In the closing monologue of his show “Cuomo Prime Time,” he talked about the
sparsely-attended “Unite the Right 2” rally that took place in Washington, DC over the weekend. The low numbers of white nationalists were surrounded by massive ranks of counter protesters, some of whom belonging to the radical-left group Antifa.
Masked and often armed, Antifa demonstrators are known rebel rousers fixated on disrupting right-wing events. Like their counterparts on the far-right, many Antifa members are eager to for violent entanglements.
Reports from the Washington rally indicated that Antifa members, in lieu of actual fascists to fight with, got into brawls with journalists and the police.
In his monologue, Cuomo chastised the violence of Antifa members, saying “When you use your hands in a violent way, you’re a rioter.”
But Cuomo’s real point was to draw a distinction between rioters of different strokes.
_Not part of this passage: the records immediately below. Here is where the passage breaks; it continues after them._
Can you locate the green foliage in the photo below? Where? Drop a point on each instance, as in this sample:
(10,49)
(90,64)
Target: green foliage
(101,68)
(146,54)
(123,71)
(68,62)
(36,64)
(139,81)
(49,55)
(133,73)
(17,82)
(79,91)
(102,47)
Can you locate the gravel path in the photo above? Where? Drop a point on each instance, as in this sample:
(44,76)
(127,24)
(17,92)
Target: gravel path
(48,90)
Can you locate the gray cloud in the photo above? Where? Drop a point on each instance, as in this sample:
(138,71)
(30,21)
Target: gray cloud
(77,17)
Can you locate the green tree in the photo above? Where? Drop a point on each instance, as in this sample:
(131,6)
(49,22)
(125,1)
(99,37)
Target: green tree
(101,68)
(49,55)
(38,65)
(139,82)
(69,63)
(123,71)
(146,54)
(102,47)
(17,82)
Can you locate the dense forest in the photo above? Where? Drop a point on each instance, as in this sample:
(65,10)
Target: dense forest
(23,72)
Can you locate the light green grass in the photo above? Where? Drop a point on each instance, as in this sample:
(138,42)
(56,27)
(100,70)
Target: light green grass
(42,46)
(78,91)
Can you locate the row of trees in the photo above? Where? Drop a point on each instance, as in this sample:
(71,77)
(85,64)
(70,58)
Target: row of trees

“I argue to you tonight: All punches are not equal, morally,” he said. “In the eyes of the law, yes. But in the eyes of good and evil…”
“Drawing a moral equivalency between those espousing hate and those fighting it, because they both resort to violence — emboldens hate, legitimizes hateful belief and elevates what should be stamped out,” Cuomo said, alluding to President Donald Trump’s insistence that there was “blame on both sides” in the aftermath of the Charlottesville death. (Heather Heyer, a counter-protestor, was killed in Charlottesville by a white supremacist who rammed his car into the crowd.)
Though Cuomo condemns all violent actors as “thugs,” he insists on the need to judge rioters based on not just their actions, but their motivations, too.
According to Cuomo, white supremacists are categorically wrong, those who oppose them are categorically right — their respective actions notwithstanding.
But can Antifa really be said to be “fighting hate,” as Cuomo suggests?
On President Donald Trump’s inauguration day, the group threw rocks at police and smashed storefront windows in Washington, DC, leading to the arrests of over 200 people.
Last year, at a speech at Berkeley, the group was responsible for $100,000 in property damage.
In Washington this weekend, the group targeted police officers and journalists.
The growing depiction of Antifa as violence-seeking vandals has, it seems, made some on the left uncomfortable.
Media Matters retweeting a HuffPo reporter, who covers “hate and extremism” and is pissed that someone at Vox actually reported what Antifa did yesterday. Guys, it just doesn’t get any better than this. pic.twitter.com/AuwuH4qOsk
— Caleb Hull (@CalebJHull) August 13, 2018
But for others, it’s the attempt to equivocate around Antifa’s behavior that isn’t sitting well.
So let me see if I got this right Chris you feel Antifa are fine people because they use thuggery on thuggery ? Oh and by the way the Civil rights movement marchers in the 60s used peaceful protests don’t you dare compare them to Antifa
— Rooster Moon (@RoosterMoon) August 14, 2018
Here’s the play-by-play:
Cuomo’s argument: “If you’re a punk that comes to start trouble in a mask and hurt people you’re not about any virtuous cause. You’re just somebody that’s going to be held to the standard of doing something wrong.”
There is no equivalency: “But drawing a moral equivalency between those espousing hate and those fighting because they both resort to violence emboldens hate, legitimizes hateful belief and elevates what should be stamped out.”
Antifa fights hate: “”Antifa or whoever … are malcontent or misguided, they are also wrong to hit, but fighting hate is right. And in a clash between hate and those who oppose it, those who oppose it are on the side of right.”
He blamed Trump for his rhetoric on the issue: “I am arguing Trump is wrong to create a moral equivalency between bigots and those who oppose them, making them equal wrongs.”